Arguably, the most direct evidence has been given by experiments using the two

response paradigm (Thompson & Johnson, 2014; Thompson et al., 2011). In this paradigm,

participants are presented with a reasoning problem. They are instructed to respond as quickly

as possible with the first, intuitive response that comes to mind. Afterwards, they are

presented with the problem again, and they are given as much time as they want to think

about it and give a final answer. A key observation for our present purposes was that

Thompson and colleagues noted that people spent little time rethinking their answer in the

second stage and hardly ever changed their initial response. Note that the fact that people do

not change an initial heuristic response is not problematic for the dual process framework, of

course. It just implies that people failed to engage the optional type 2 processing. Indeed,

since such failures to engage type 2 are considered a key cause of incorrect responding, a

dominant tendency to stick to incorrect initial responses is little surprising from the classic

dual process stance. However, the lack of answer change tentatively suggest that in those

cases where a correct logical response was given as final response, the very same response

was generated from the start. Bluntly put, the logical response might have been generated fast

and intuitively based on mere type 1 processing. This would pose a major challenge for

standard dual process theory. Unfortunately, however, it cannot be excluded that Thompson et

al.’s participants engaged in type 2 processing when they gave their first, initial response.
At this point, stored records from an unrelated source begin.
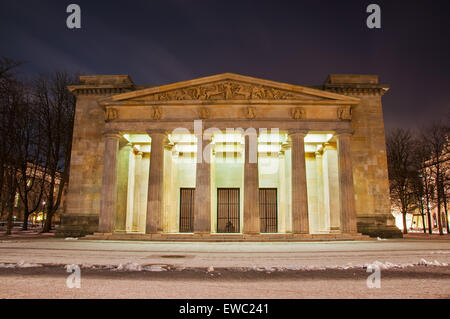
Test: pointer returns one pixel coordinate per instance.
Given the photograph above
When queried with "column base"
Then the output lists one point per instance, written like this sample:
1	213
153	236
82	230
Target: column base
379	226
77	225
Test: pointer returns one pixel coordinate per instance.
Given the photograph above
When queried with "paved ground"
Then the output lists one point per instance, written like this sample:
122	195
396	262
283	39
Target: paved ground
240	270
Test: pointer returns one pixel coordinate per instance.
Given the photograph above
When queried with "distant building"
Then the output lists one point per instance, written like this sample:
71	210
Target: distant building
283	160
38	217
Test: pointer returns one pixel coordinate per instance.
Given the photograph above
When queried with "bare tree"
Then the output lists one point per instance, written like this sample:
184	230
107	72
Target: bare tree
57	110
436	137
400	150
31	177
425	187
12	104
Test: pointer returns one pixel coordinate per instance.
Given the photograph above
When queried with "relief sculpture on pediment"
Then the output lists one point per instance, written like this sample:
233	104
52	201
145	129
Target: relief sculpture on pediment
224	90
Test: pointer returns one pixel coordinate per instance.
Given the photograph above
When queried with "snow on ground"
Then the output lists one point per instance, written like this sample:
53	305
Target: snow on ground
135	267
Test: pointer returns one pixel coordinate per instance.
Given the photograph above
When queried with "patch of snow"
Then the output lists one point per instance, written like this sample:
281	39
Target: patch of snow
155	268
20	264
129	267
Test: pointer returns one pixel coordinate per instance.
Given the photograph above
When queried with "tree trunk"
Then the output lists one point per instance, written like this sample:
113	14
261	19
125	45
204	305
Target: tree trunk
10	224
48	222
26	215
423	217
405	228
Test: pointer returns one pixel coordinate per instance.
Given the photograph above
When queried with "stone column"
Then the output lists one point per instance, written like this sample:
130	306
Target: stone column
346	191
202	200
139	191
300	222
109	184
155	184
251	186
122	186
323	216
331	183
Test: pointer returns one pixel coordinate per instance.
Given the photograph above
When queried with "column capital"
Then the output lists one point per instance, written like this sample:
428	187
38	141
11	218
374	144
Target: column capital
157	132
298	132
112	134
348	132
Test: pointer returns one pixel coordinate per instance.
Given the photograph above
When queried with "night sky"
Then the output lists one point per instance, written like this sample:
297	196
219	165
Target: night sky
298	42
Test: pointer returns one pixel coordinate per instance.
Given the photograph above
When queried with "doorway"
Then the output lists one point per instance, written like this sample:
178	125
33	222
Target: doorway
228	209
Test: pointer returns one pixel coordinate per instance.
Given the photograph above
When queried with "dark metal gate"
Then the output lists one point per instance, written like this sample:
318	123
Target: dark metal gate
268	210
228	209
187	210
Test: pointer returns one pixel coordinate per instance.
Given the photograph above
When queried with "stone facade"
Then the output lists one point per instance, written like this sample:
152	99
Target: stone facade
135	149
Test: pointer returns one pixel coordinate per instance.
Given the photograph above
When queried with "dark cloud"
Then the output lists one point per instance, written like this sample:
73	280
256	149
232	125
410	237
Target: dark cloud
297	42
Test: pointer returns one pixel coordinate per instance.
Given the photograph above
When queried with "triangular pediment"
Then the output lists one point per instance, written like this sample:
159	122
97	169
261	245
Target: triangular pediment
230	87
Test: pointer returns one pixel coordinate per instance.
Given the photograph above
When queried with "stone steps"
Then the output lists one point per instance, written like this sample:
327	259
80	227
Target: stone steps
228	237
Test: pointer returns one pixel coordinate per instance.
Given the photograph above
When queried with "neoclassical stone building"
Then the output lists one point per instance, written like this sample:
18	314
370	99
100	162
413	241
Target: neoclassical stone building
229	157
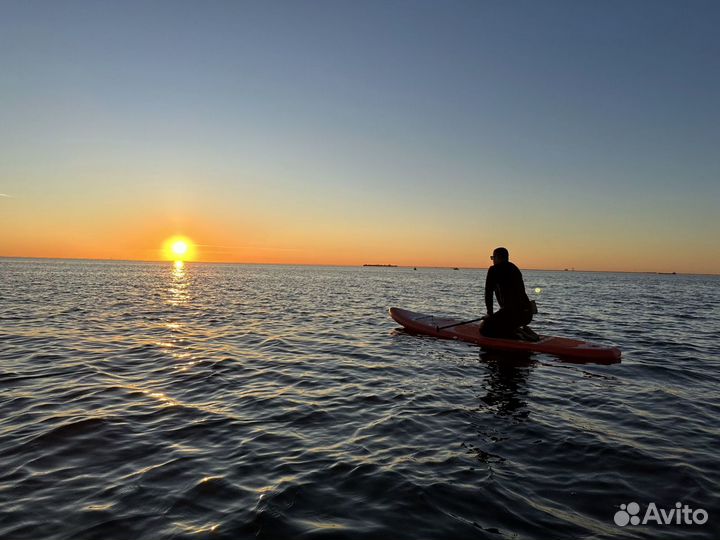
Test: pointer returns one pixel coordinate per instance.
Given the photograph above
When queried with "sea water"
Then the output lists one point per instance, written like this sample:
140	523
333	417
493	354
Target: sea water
152	401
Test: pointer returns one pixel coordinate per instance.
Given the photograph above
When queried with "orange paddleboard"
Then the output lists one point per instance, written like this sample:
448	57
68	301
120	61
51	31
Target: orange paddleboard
421	323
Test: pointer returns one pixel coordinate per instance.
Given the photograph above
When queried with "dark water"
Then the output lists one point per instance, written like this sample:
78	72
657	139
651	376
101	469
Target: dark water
141	401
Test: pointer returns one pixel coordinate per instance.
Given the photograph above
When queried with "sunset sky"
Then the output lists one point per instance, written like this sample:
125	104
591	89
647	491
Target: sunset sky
578	134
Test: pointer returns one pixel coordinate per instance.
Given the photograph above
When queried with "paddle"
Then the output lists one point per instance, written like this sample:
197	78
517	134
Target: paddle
438	328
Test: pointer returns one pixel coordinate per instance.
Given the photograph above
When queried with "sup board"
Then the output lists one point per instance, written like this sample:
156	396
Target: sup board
421	323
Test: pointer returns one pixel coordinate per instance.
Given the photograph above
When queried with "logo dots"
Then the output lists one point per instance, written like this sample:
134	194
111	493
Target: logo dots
628	514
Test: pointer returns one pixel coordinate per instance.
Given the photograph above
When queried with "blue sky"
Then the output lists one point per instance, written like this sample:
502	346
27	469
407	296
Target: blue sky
442	127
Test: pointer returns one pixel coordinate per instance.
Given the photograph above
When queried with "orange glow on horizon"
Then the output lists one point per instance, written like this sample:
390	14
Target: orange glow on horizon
179	249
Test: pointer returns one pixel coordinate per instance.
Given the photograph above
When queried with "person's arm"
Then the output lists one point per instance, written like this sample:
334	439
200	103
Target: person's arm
489	291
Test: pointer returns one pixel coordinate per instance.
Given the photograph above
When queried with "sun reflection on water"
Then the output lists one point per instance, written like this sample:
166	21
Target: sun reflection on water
179	284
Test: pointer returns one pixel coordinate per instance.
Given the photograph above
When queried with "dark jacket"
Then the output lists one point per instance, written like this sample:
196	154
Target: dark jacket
505	281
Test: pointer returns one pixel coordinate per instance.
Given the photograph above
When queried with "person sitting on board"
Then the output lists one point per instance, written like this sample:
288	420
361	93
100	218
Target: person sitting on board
504	280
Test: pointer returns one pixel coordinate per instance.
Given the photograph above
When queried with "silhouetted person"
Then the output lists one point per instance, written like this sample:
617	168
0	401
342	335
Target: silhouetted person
504	280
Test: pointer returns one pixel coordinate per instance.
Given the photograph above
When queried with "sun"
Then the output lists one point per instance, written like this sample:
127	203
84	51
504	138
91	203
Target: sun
179	248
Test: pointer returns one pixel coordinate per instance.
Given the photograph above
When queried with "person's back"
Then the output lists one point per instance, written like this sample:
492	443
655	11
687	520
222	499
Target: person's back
504	280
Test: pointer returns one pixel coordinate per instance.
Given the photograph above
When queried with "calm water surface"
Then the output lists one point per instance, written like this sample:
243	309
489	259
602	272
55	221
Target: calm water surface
144	401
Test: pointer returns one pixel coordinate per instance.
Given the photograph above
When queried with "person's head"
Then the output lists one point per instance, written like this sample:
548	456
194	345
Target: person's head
500	255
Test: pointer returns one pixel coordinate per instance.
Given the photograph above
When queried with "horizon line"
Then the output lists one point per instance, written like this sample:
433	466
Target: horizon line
360	265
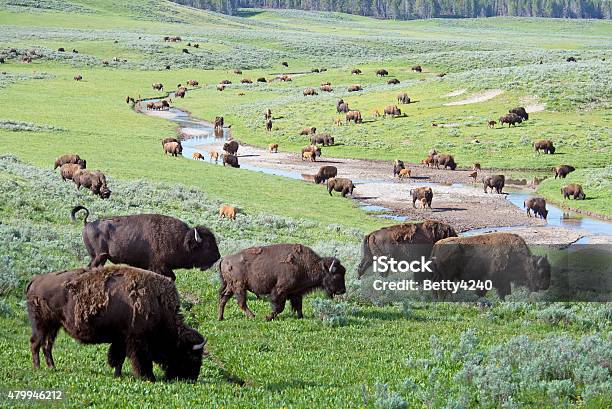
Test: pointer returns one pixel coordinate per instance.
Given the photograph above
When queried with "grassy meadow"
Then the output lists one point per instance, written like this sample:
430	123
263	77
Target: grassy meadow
350	352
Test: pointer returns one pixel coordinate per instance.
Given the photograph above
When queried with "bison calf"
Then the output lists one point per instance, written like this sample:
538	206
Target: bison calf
282	271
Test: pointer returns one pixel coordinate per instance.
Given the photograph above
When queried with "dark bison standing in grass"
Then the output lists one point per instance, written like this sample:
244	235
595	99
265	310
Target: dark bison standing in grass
136	311
503	258
402	242
282	271
151	241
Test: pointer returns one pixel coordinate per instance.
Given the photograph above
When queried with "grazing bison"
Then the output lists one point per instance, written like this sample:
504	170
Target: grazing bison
136	311
343	185
94	181
447	161
563	170
392	110
544	145
231	160
520	111
503	258
496	182
69	158
173	148
324	139
325	173
282	271
422	194
68	170
231	147
308	131
152	241
510	119
574	190
403	98
402	242
538	205
227	211
354	116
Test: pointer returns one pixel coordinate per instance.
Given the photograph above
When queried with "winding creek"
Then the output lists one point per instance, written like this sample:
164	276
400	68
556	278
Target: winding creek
198	135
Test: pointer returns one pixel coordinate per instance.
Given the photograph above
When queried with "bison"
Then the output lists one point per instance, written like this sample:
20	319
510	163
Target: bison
403	98
544	145
231	160
231	147
345	186
423	194
325	173
563	170
538	205
496	182
574	190
282	271
502	258
69	158
402	242
136	311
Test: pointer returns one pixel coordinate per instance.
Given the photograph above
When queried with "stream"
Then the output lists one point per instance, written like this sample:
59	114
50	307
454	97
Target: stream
197	133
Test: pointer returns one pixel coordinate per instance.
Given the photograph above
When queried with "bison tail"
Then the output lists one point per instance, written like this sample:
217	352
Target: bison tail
75	210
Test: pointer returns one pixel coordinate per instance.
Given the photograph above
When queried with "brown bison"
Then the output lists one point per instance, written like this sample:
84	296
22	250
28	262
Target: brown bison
510	119
309	131
403	98
563	170
343	185
227	211
392	110
69	158
538	205
136	311
324	139
447	161
402	242
544	145
423	194
173	148
354	116
231	147
520	111
325	173
231	160
502	258
574	190
68	170
496	182
282	271
152	241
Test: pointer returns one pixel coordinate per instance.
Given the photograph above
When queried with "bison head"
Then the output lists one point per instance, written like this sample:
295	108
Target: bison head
185	360
201	248
333	276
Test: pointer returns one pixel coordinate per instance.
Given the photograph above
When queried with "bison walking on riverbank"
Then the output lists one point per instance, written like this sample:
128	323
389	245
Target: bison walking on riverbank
136	311
282	271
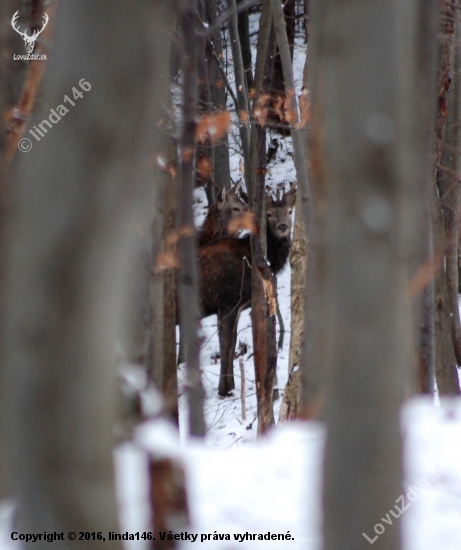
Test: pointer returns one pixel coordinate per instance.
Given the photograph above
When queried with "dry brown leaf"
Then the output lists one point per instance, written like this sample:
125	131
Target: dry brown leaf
187	154
246	221
204	167
167	259
424	275
171	239
243	116
186	231
304	107
270	296
212	127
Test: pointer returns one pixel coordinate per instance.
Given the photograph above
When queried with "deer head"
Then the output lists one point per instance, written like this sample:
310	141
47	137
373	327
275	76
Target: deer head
279	212
231	204
29	40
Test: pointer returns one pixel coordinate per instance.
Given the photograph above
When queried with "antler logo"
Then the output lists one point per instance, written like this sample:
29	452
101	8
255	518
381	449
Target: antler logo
29	40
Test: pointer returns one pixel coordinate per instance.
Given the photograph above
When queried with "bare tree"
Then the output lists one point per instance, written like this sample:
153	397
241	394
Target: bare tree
370	156
80	192
188	276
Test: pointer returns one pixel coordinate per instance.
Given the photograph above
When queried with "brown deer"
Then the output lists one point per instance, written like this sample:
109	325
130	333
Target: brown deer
225	277
227	206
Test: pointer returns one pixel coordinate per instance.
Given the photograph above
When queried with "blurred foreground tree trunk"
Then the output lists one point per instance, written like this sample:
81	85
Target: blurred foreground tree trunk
80	194
445	205
370	158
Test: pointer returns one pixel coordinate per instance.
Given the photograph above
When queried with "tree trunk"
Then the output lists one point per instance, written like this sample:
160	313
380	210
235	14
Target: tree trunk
188	274
161	360
264	342
221	168
244	35
367	155
79	192
446	132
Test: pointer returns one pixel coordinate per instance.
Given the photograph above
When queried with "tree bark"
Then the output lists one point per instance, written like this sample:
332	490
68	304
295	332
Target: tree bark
244	35
442	211
79	192
221	168
367	155
188	274
242	92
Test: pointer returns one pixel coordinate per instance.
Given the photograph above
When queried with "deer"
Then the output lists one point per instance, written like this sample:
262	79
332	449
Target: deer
227	206
225	277
29	40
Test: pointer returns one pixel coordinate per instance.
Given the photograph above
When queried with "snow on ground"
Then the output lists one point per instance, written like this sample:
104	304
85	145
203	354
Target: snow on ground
237	484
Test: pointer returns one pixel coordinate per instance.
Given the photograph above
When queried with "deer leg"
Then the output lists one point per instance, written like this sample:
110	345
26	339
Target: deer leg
227	330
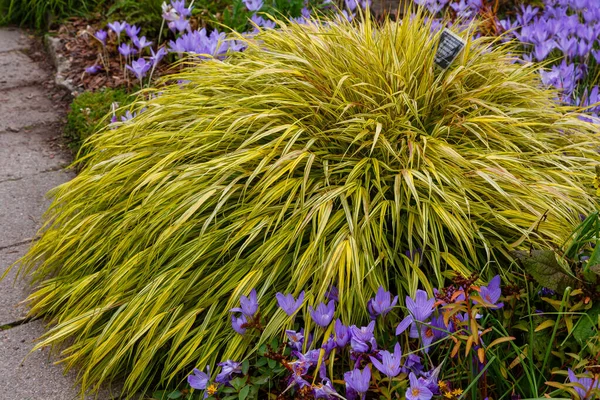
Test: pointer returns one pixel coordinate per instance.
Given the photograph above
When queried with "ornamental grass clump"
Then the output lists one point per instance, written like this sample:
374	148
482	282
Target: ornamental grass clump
326	154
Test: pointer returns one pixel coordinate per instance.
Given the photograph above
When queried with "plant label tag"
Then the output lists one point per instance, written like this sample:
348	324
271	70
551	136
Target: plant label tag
448	49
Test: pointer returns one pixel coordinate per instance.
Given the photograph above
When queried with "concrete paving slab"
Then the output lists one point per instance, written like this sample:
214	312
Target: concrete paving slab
19	70
25	106
30	151
22	203
12	39
32	376
12	292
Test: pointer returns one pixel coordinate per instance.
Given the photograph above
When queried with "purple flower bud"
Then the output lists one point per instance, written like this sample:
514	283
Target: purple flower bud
323	314
238	323
199	380
229	368
126	50
117	27
357	380
253	5
101	36
94	69
139	67
288	304
132	31
249	305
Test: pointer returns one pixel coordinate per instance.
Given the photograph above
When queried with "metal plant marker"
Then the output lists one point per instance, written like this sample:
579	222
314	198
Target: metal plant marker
448	49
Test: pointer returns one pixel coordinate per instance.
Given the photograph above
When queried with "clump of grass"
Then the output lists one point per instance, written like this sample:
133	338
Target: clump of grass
89	113
323	154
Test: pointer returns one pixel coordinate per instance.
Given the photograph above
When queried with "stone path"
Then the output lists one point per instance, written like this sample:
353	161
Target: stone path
30	164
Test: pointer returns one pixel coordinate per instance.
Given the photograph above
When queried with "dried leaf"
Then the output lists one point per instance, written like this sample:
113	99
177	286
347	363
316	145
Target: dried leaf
545	269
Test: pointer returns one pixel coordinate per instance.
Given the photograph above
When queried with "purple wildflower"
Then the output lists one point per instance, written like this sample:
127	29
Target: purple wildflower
381	304
288	304
323	314
238	323
101	35
324	390
199	380
93	69
126	50
139	67
333	294
420	310
249	305
132	31
253	5
296	339
156	57
342	333
418	389
117	27
362	339
141	43
491	293
358	381
390	362
228	368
Although Thompson et al. instructed participants to quickly give the first response that came

to mind, participants might have simply failed to respect the instruction and ended up with a

correct response precisely because they recruited type 2 thinking. Clearly, researchers have to

make sure that only type 1 processing is engaged at the initial response stage.

There is also some indirect evidence that could make one suspicious of the temporal

resolution assumption of the dual process. For example, De Neys (2015) argued that people

intuitively detect conflict between heuristic and logical basic logical principles. De Neys and

Glumicic (2008) gave a set of reasoning problems to participants, half of which were so-

called conflict problems in which a heuristically cued response conflicted with the correct

logical response . For the other half of the problems, the heuristically cued response and the

logical response were consistent. For example, the introductory base rate neglect problem that

I presented above was a conflict problem; the heuristically cued response is that Jo is a men

because of the provided stereotypic description, while the logical answer is that Jo is a women

because of the sample sizes. A no-conflict version of this problem can be constructed by

simply reversing the base rates (i.e., 997 men / 3 women). In this case the logical answer cued

8

by the base rates, and the heuristic answer, cued by the stereotype are pointing to the same

answer: Jo is a man. In a set of experiment De Neys and colleagues observed that the presence

of conflict affected people’s reasoning process. Even biased participants who failed to give

the correct response showed elevated response times (e.g., De Neys & Glumicic, 2008),

decreased post-decision confidence (e.g., De Neys, Cromheeke, & Osman, 2011; De Neys,

Rossi, & Houdé, 2013), and elevated skin resistance (De Neys, Moyens, & Vansteenwegen,

2010). De Neys argued that people detect the conflict between the heuristic answer and

logical principles intuitively. This would mean that there are two cued type 1 responses; one

is driven by beliefs or common stereotypes, and one is driven by logical or probabilistic

principles.

Related work by Handley and colleagues (e.g. Handley, Newstead, & Trippas, 2011;

Pennycook, Trippas, Handley, & Thompson, 2014) suggests that stereotypical beliefs can

interfere with logic in the early stadium of the decision process. According to the standard

dual-process model, people should process the belief-based heuristic response at the

beginning and then the logic-based information later. In opposition, they found that the logical

information is available to the reasoning process from the beginning, just as the stereotypic

information. These results also imply that type 1 processing is not only able to produce a

heuristic-based answer, but also a logic-based response as well. Furthermore, Banks & Hope

(2014) collected event-related potential data during a set of reasoning tasks. They found that

people process the logical validity and the believability of the problems simultaneously, at the

very beginning.

Additionally, Villejubert (2009) examined reasoning under time pressure. As people

have no time to engage in more analytical thinking, they were expected to rely mostly on their

cued heuristic answers, and produce more incorrect answers. This expected result was not

supported by the data; no significant difference has been found between the time pressured

group and the free time group. This finding could question the time course assumption as

well, and refer to the possibility that logical answer can be generated by type 1 answers.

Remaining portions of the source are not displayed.